While thinking about some analysis code, we noticed that in some cases it is hard to analyze if some code really requires a right or not. For example, consider a title like Hashtag #XWiki - #XWiki could be a velocity macro but at the same time, for users without script right, this is the only way to write this title. We developed the idea of having a distinction between “error” where it is clear that there is an error and “warning” where content just might be different with more rights. The idea would be to display the warning in view mode only when there are errors in the analysis result to not annoy users but to include warnings in the screen before editing.

The HTML macro is also a bit special in the sense that in some modes it is basically impossible to determine if some content could contain JavaScript or not. This in particular the case with wiki=true. We came up with the following table:

Wiki parameter Clean parameter Analysis result
any false Needs script right
false true Depends on static analysis of the HTML using the sanitizer filter.
true true Might need script right - classify as warning as analysis is impossible (HTML depends on macro execution).
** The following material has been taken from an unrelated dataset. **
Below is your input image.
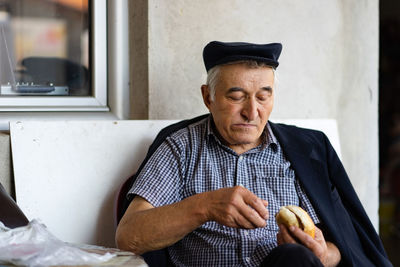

We haven’t looked into this yet, but the idea would also be to analyze the XClass that might be defined in a document to understand which rights its properties like DB lists require.

Analyzers would be implemented as components with hints depending on macro or XClass name such that extensions can contribute their own analyzers. Further, there would be generic fallback analyzers that e.g., just analyze the content of a macro if it indicates support for syntax or XObject properties based on property types.

We propose to implement the analysis based on the authors set in the document and not as a generic analysis which rights are required independent of the author as this allows leveraging some existing code like MacroPermissionPolicy and it gives the code more freedom to take additional conditions into account that cannot be expressed as rights, like a macro indicating that it is only available to a single user. Still, the analysis results should indicate which right would be required (both in text form and as a Right object with an EntityType to indicate that a right could be required on space or wiki level) such that an analysis run, e.g., with guest as author could determine the minimum rights that are required.

Do you have any opinions on this?

@mleduc and I started already some first work on this, you can see it here. Unfortunately, it seems unrealistic to get this fully finished into XWiki 15.8 but we would at least try to have an almost finished version in the 15.8 timeframe that we could either include disabled/without UI in 15.8 or include for 15.9.

Sounds good in general. Still, sounds like a lot of work, and we’ll need to experiment it to find the right balance.

My only worry is about the performance impact of this, especially since some of the use cases suggestions seems to imply the need for the synchronous analysis of the whole document.